John Cooper: What Happens When We Die?

A fascinating read from Christian Classics Ethereal Library.

Sooner or later all of us must face up to death. Energetic adolescents ignore it, and their middle-aged parents often pursue illusions of perpetual youth. But the elderly and terminally ill know better. Nothing in life is as certain as death. And we all wonder what happens when our friends and loved ones die.

Most Christians believe that our souls are taken immediately to be with Christ until we are reunited with our bodies at his second coming (cf. Heidelberg Catechism, Q&A 58). This view of life after death has two phases—being with Christ until the resurrection, and then everlasting life in his kingdom. It also involves two modes of existing. Body and soul are unified during this life and after the resurrection. But we exist without earthly bodies between death and resurrection. Eastern Orthodox, Roman Catholic, and most Protestant churches teach this two-phase doctrine.

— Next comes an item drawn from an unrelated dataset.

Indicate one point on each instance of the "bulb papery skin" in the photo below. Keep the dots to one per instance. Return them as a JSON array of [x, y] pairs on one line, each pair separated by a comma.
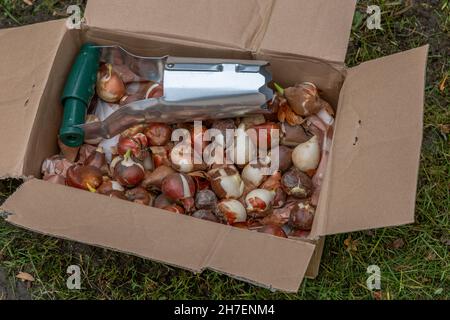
[[254, 174], [205, 199], [174, 208], [84, 177], [139, 195], [205, 215], [304, 99], [110, 86], [89, 119], [297, 183], [302, 216], [306, 156], [128, 172], [226, 182], [158, 134], [232, 211], [180, 187], [273, 230], [259, 200], [154, 179], [107, 186]]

Check it out. What do you think?

What I wish apologists like Cooper would emphasize is this. If Jesus really is who he claimed to be (God’s Messiah) and who the NT claims him to be (God become human), is there not an inherent authority in him and the NT that no other religion or teaching can claim about this subject of life after death? After all, if Jesus is God, then why are so many reticent in accepting his claims and what the NT has to say about life and death? I don’t get it.